According to a letter to assembly speaker by caretaker military Governor on Thursday 7 April 500,000 SSP will be spent on allowing MPs to go on recess and 600,000 will go towards "security related matters".
The state parliament approved the request on Friday 8 April. The Governor said that he would pay the loan back in June 2013, although he did not indicate from where he would obtain the funds.
Lakes state, like other states in South Sudan has been effected by austerity measures introduced after South Sudan stopped oil production over a transit fee dispute with Sudan, over a year ago.
On February 29 the Lakes State Legislative Assembly retrospectively passed a budget covering July 2012 to July 2013 worth 154.7 million SSP, which was presented by state finance minister Joseph Maker Madit.

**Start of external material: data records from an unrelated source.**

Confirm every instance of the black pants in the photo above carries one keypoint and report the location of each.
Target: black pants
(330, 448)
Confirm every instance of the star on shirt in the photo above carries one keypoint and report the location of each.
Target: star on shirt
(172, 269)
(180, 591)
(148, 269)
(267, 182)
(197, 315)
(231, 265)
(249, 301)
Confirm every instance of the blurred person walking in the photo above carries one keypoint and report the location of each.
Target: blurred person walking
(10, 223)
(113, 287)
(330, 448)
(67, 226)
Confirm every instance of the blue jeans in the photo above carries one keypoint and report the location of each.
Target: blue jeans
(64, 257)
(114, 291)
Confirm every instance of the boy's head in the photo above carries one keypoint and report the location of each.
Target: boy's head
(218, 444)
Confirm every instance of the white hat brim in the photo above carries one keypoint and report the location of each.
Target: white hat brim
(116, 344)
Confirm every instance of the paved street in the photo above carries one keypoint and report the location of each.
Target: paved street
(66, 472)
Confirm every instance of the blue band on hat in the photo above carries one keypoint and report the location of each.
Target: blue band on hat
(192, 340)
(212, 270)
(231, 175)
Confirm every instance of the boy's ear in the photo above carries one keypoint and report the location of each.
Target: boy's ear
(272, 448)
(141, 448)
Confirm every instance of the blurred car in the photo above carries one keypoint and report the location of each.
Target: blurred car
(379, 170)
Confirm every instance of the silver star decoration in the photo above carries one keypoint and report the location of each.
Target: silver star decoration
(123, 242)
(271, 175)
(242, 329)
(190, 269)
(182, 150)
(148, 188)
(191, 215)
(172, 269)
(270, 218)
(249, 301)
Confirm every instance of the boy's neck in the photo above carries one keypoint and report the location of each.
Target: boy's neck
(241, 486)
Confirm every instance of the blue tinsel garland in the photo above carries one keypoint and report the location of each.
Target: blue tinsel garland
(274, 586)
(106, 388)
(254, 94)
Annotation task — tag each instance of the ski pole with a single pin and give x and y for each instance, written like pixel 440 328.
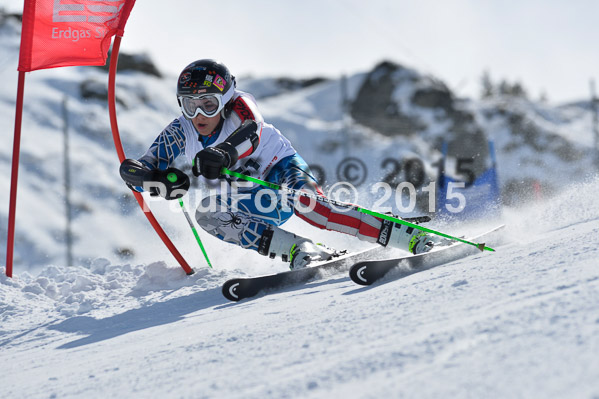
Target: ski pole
pixel 195 232
pixel 173 178
pixel 480 246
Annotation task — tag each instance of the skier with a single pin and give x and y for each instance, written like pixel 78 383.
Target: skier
pixel 221 126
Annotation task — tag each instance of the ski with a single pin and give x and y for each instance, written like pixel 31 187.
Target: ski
pixel 240 288
pixel 368 272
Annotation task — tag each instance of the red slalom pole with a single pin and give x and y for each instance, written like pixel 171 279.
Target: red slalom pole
pixel 14 177
pixel 121 154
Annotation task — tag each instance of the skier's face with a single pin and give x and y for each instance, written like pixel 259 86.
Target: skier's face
pixel 204 125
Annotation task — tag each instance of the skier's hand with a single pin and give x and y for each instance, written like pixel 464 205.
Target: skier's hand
pixel 171 183
pixel 210 161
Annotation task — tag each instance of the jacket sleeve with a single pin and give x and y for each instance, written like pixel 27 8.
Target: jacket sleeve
pixel 246 140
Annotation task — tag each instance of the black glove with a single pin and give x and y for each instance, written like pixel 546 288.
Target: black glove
pixel 210 161
pixel 171 183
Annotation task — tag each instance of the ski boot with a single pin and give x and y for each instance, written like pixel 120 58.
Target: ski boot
pixel 297 250
pixel 405 237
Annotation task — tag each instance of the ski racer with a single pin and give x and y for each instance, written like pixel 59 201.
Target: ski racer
pixel 221 126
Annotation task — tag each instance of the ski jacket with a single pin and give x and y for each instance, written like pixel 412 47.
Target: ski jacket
pixel 181 138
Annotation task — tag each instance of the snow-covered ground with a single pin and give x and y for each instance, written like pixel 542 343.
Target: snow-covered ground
pixel 521 322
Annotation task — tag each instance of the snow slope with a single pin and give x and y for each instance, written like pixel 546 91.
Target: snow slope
pixel 521 322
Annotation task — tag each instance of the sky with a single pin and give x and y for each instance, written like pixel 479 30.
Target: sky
pixel 548 46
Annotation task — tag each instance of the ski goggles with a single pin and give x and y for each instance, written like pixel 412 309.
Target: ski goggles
pixel 205 104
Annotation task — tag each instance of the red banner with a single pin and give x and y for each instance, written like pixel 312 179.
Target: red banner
pixel 58 33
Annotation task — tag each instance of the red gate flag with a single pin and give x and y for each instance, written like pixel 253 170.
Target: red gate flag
pixel 58 33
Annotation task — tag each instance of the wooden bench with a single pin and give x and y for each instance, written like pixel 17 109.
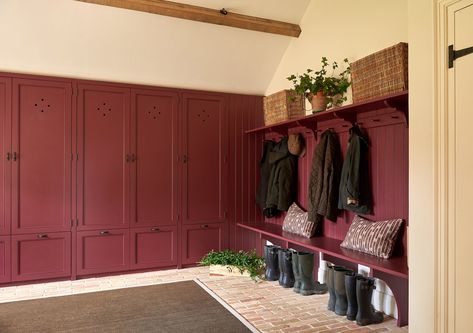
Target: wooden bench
pixel 393 271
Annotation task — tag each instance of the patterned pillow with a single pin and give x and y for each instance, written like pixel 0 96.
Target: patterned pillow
pixel 296 222
pixel 375 238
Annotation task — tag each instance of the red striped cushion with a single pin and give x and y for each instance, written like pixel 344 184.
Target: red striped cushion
pixel 375 238
pixel 296 222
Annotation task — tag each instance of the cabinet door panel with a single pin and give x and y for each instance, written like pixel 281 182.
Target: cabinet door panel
pixel 41 188
pixel 41 256
pixel 198 240
pixel 103 201
pixel 205 146
pixel 153 247
pixel 5 148
pixel 5 259
pixel 102 251
pixel 154 135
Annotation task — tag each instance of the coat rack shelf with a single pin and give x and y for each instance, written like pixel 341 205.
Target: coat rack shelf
pixel 349 113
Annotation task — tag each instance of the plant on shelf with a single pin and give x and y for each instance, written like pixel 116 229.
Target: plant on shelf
pixel 241 261
pixel 321 88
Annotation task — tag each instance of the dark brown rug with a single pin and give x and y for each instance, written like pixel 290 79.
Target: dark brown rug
pixel 171 307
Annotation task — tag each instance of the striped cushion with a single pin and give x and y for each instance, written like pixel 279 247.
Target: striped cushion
pixel 296 222
pixel 375 238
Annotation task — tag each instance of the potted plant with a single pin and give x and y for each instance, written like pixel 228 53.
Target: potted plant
pixel 232 263
pixel 321 88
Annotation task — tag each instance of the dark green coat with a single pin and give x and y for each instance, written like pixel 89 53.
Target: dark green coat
pixel 355 189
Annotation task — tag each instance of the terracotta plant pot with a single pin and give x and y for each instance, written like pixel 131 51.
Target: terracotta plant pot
pixel 319 102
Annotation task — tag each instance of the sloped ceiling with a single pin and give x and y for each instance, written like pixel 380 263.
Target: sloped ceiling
pixel 75 39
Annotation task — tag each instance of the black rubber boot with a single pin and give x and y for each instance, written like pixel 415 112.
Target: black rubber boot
pixel 366 314
pixel 341 303
pixel 286 277
pixel 331 286
pixel 271 259
pixel 295 270
pixel 306 267
pixel 350 286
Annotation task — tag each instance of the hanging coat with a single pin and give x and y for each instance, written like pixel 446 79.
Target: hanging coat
pixel 355 189
pixel 324 179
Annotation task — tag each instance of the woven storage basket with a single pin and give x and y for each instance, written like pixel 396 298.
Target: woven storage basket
pixel 279 107
pixel 380 73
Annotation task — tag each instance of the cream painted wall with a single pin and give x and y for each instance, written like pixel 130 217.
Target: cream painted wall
pixel 422 174
pixel 74 39
pixel 341 29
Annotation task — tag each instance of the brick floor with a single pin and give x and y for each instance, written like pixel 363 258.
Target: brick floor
pixel 266 305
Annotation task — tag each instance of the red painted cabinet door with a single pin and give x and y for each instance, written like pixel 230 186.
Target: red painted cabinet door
pixel 103 251
pixel 154 158
pixel 5 155
pixel 153 247
pixel 41 256
pixel 41 161
pixel 205 169
pixel 198 240
pixel 103 144
pixel 5 259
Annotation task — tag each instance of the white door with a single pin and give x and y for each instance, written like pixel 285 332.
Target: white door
pixel 460 170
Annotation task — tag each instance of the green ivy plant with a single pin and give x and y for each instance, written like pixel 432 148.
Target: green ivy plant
pixel 312 82
pixel 248 261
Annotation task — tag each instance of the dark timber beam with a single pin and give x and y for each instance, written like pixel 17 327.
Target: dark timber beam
pixel 202 14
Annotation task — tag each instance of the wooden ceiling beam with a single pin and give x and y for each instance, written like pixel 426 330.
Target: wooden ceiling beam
pixel 203 14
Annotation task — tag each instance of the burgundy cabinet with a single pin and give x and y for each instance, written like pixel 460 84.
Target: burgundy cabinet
pixel 103 251
pixel 205 155
pixel 5 155
pixel 154 140
pixel 104 158
pixel 5 259
pixel 153 247
pixel 41 156
pixel 41 256
pixel 198 240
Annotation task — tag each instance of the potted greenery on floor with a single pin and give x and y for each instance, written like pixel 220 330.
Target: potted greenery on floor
pixel 232 263
pixel 323 89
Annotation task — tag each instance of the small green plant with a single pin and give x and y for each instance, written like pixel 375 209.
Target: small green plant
pixel 312 82
pixel 248 261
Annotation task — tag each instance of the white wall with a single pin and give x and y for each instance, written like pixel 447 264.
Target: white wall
pixel 75 39
pixel 341 29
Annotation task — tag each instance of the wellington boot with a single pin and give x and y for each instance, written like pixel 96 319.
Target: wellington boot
pixel 295 270
pixel 271 259
pixel 286 276
pixel 331 286
pixel 341 303
pixel 350 286
pixel 366 314
pixel 306 267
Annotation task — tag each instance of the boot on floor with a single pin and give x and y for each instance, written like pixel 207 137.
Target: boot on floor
pixel 306 267
pixel 286 276
pixel 295 270
pixel 331 287
pixel 271 259
pixel 341 303
pixel 366 314
pixel 350 286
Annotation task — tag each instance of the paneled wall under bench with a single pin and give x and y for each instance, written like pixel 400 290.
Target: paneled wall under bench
pixel 385 123
pixel 98 178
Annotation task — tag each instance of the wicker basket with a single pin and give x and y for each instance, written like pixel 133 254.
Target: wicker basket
pixel 279 107
pixel 380 73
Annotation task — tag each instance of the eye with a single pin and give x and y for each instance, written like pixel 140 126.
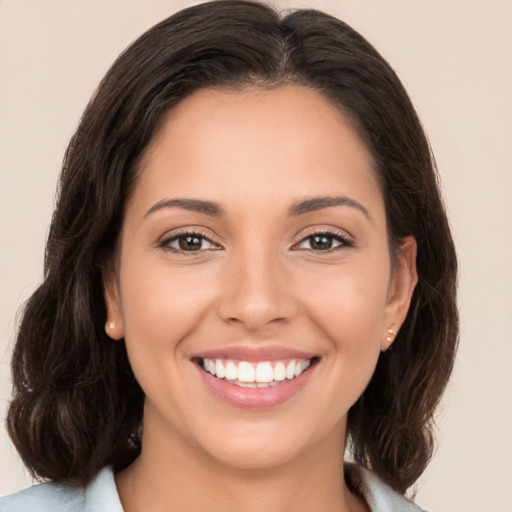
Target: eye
pixel 188 242
pixel 323 242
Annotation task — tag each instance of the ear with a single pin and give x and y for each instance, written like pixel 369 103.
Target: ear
pixel 114 324
pixel 401 287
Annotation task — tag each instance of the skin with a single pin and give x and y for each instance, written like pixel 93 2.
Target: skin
pixel 255 282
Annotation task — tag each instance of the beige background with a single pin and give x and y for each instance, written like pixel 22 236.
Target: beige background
pixel 454 58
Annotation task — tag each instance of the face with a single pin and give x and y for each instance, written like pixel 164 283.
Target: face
pixel 254 285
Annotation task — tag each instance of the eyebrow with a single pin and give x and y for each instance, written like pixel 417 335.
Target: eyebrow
pixel 193 205
pixel 319 203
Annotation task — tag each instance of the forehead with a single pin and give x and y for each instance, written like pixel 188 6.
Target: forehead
pixel 256 144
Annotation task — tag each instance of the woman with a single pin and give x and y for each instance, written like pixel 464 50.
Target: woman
pixel 249 271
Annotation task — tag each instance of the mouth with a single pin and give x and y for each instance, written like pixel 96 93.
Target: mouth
pixel 255 374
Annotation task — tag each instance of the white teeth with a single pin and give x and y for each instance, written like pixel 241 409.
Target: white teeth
pixel 231 371
pixel 245 372
pixel 261 375
pixel 220 371
pixel 290 370
pixel 279 371
pixel 264 372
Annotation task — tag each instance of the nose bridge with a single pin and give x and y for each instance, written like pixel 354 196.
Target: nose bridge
pixel 255 294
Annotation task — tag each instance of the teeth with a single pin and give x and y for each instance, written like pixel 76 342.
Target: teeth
pixel 264 373
pixel 220 371
pixel 245 372
pixel 261 375
pixel 231 371
pixel 279 372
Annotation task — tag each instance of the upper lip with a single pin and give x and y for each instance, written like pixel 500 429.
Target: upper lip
pixel 254 354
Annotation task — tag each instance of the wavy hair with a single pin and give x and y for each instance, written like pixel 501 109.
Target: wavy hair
pixel 76 404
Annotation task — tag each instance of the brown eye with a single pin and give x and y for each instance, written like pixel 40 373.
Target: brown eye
pixel 188 242
pixel 321 242
pixel 324 242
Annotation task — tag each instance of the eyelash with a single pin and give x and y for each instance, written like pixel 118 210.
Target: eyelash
pixel 343 239
pixel 165 243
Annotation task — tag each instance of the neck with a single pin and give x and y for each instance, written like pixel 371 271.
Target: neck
pixel 190 480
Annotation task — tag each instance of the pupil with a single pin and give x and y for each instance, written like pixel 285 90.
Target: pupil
pixel 320 242
pixel 190 243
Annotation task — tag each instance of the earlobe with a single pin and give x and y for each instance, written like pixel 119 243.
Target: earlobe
pixel 403 282
pixel 114 324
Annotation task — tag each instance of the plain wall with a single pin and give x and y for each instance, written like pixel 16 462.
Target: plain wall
pixel 454 58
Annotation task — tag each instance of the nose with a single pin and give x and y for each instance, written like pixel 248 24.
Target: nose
pixel 256 292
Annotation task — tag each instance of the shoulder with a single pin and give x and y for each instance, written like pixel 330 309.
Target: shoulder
pixel 379 496
pixel 100 494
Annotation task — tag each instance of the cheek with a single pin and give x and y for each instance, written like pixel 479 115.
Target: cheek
pixel 160 308
pixel 349 305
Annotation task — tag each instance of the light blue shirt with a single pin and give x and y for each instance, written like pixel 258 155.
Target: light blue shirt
pixel 101 496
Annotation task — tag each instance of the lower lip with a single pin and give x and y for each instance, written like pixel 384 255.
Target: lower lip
pixel 254 398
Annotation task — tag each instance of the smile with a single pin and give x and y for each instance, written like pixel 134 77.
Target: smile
pixel 255 378
pixel 248 374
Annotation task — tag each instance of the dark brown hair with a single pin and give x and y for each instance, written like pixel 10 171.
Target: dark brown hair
pixel 77 405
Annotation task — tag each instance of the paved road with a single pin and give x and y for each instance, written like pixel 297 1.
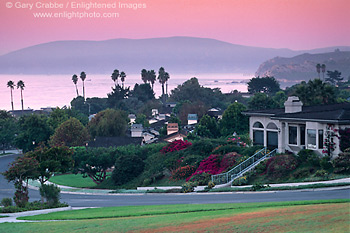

Maj-Gen Matur Chut Dhuol, was installed as the caretaker military in January with a brief from the president to restore security to the state, which has been blighted by cattle raiding and violence between rival clans of the indigenous Dinka tribe.
Dhuol has introduced a string of tough measures, with some residents accusing him of introducing marshal law. The measures Dhuol has introduced include:
- Warning the commissioners of all eight counties that they will be sacked of they fail to confront cattle raiders and bring them to justice.
- Threatening to close the Lakes State’s Legislative Assembly if politicians continue to debate political issues.
- Denying those arrested on suspicion of involvement in cattle raiding and inter-communal violence of access to their own lawyers and human rights officials.